Here are six steps the federal government could take to restore trust in the political process. Please encourage your members of Congress and the Administration to support them.
1. Reduce candidates’ dependence on big money.
Congress and state legislatures should provide public support for candidates who base their campaigns on small donations by offering a grant of public funds at the start of the campaign and matching small donations throughout the campaign. They should establish a tax credit for small donations to encourage more widespread participation.
Members of Congress should be able to spend their workdays representing their constituents, not fundraising. One option is to bar sitting members of Congress from directly soliciting campaign contributions.
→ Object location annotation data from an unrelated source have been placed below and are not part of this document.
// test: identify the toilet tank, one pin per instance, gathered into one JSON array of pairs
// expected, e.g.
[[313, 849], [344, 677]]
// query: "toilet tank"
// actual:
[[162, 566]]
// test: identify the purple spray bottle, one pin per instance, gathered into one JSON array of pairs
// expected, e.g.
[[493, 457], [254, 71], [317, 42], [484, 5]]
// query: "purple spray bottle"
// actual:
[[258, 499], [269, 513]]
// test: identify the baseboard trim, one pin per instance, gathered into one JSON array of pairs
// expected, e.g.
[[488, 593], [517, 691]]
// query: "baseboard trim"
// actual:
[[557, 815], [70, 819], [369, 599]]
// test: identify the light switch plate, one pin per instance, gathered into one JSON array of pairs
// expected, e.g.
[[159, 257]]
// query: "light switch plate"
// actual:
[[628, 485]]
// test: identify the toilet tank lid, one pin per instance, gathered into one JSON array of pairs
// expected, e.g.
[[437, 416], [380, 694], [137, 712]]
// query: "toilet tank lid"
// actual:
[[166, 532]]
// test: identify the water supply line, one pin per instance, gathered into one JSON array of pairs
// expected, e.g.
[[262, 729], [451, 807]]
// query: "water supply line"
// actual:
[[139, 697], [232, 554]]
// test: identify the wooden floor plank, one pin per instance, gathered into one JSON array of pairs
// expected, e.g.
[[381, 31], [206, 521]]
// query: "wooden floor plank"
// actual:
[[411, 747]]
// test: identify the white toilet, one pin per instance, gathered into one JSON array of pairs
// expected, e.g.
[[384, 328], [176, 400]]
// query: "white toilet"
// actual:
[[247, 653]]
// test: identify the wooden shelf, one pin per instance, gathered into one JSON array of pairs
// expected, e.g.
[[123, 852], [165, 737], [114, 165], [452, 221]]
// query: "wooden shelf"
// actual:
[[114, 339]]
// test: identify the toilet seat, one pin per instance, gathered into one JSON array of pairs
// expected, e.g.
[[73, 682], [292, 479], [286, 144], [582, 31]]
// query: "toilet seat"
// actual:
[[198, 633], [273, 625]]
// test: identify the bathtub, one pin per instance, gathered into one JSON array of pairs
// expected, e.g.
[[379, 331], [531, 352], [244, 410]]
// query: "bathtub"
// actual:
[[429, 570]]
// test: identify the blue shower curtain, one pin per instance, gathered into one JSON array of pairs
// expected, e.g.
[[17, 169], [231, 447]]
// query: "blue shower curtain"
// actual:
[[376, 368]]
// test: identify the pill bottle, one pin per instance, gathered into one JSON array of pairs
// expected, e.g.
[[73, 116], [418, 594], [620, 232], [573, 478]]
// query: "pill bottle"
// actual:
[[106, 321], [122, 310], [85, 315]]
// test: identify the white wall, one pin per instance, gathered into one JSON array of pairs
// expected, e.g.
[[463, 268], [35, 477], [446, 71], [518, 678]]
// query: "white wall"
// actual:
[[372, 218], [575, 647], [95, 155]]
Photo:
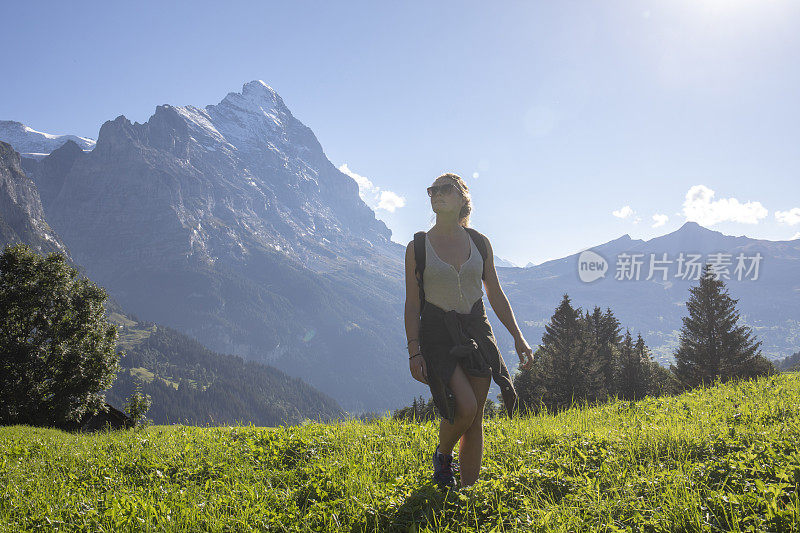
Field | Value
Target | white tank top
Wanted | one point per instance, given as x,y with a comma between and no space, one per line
449,288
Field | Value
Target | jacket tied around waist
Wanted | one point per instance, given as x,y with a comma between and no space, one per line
448,338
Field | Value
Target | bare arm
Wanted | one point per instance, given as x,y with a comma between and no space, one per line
412,307
497,298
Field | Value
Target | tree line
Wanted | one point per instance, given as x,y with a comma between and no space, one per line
585,359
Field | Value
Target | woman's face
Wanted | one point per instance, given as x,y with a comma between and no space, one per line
451,200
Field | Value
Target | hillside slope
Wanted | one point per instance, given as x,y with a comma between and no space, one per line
723,458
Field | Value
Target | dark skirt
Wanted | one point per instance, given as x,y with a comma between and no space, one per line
448,338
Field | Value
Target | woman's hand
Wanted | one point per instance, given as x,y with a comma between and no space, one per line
418,369
523,351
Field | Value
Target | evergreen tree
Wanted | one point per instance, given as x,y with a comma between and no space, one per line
634,369
606,332
570,371
712,346
57,351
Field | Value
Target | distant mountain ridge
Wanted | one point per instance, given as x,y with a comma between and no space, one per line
36,144
230,225
188,382
21,215
769,304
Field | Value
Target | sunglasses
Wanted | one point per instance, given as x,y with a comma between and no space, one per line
443,189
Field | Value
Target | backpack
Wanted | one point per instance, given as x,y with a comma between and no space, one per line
419,257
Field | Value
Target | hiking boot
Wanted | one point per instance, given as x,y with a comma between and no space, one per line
443,469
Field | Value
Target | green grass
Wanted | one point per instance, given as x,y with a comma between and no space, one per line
720,459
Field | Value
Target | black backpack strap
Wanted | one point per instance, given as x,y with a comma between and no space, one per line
419,258
480,242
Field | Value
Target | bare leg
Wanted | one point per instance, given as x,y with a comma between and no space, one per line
466,407
471,448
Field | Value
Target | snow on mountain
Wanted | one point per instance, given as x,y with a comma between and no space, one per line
37,144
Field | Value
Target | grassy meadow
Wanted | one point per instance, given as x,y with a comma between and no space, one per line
724,458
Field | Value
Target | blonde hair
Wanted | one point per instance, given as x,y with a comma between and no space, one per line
466,209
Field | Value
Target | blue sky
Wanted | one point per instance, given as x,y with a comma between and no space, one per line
558,114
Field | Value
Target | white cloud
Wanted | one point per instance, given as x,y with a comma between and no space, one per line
372,195
624,212
700,206
790,217
659,220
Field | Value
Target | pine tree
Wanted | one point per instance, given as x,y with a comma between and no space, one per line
569,369
712,346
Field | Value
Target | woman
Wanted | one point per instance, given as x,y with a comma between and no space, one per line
450,344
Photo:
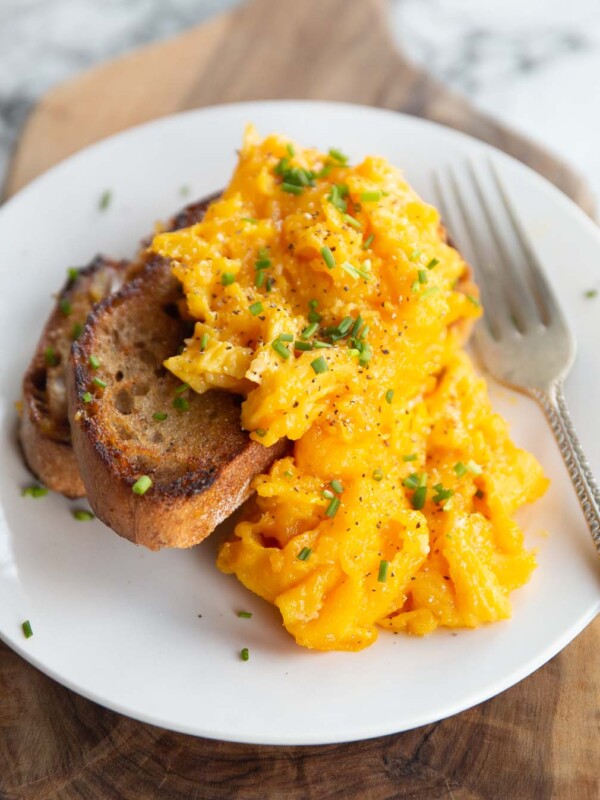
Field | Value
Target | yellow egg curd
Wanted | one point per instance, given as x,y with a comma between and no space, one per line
326,294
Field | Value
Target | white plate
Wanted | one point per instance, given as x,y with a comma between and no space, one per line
120,625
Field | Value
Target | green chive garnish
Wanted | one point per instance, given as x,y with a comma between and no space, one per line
319,365
328,257
105,199
368,241
50,357
332,508
309,330
34,491
280,349
383,568
65,306
370,197
142,485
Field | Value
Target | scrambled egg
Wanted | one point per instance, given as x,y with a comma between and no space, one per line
327,296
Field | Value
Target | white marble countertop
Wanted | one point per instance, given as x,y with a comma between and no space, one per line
534,65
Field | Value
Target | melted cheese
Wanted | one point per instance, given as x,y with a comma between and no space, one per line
380,408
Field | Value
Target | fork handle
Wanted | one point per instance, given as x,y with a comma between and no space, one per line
555,407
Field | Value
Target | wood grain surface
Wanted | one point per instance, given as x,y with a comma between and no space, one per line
536,741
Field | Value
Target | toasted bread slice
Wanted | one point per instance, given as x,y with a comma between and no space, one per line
44,426
199,459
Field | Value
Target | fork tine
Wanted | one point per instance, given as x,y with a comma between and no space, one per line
456,215
524,311
539,286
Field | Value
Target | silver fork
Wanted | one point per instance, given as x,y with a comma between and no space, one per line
523,340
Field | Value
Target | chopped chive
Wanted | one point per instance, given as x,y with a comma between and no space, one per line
292,188
65,306
354,271
371,196
368,241
338,156
355,223
328,257
332,508
280,349
34,491
50,357
105,199
383,568
412,481
304,554
418,498
309,330
319,365
141,486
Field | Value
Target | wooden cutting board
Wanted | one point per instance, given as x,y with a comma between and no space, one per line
536,741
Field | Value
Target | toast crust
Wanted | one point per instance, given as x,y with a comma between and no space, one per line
200,460
44,430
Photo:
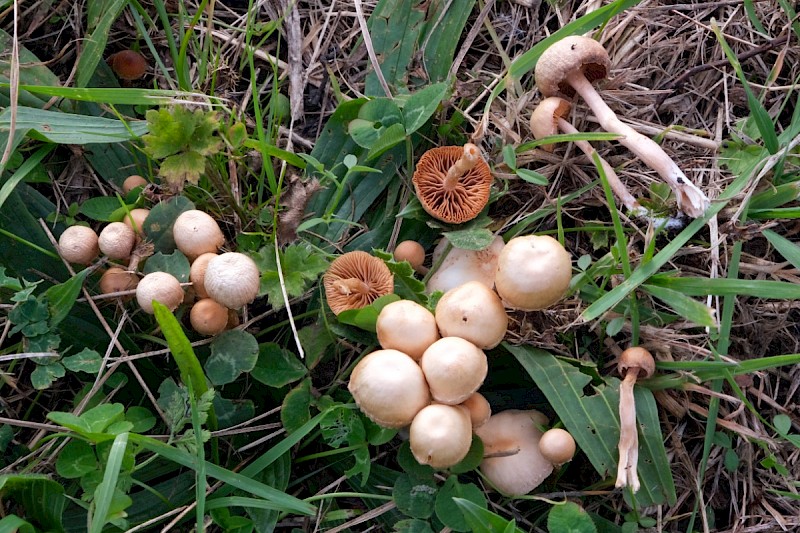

Although it doesn’t stop others from fundraising on members’ behalf, it’s a start.
2. Increase transparency.
Congress should pass legislation to ensure that voters will be able to know who is sponsoring the spate of ads they see just before elections. The President should make federal contractors disclose their political spending as a condition of doing business with the government.
3. Strengthen and enforce existing laws.
The Federal Election Commission should issue and enforce stronger regulations that maintain the separation between candidates and SuperPACs. The FEC should suspend the registration of SuperPACs and non-connected PACs whose spending is not truly independent of candidates and political parties.
Congress should enact structural reforms to make the FEC more effective and independent.
The government should examine the election-related activities of 501(c)(4) civic organizations and 501(c)(6) trade associations to ensure that electioneering is not their primary activity or purpose and that they were not formed primarily to hide the source of campaign contributions.
4. Increase accountability.
The Securities and Exchange Commission (SEC) should require publicly traded corporations to disclose their political spending to shareholders. The SEC was considering such a rule, but in a last-minute rider to last December’s budget bill, Congress cut off all funding for it. A similar rider prevents the IRS from examining the sources and bona fides of certain non-profits’ political spending.
5. Expand the window for stricter “electioneering communications” rules.
These rules should be in effect for the actual length of modern campaigns—the full election year for congressional campaigns and 120 days before the first primary for presidential races. Right now, these restrictions are only in effect 60 days before a general election and 30 days before a primary election or caucus.
6. Amend the Constitution
Consider amending the Constitution to provide that Congress and state legislatures have the power to establish narrow, fair and content-neutral controls on election-related spending to restore public trust in politics and give us a fair opportunity to participate in the system that elects our representatives.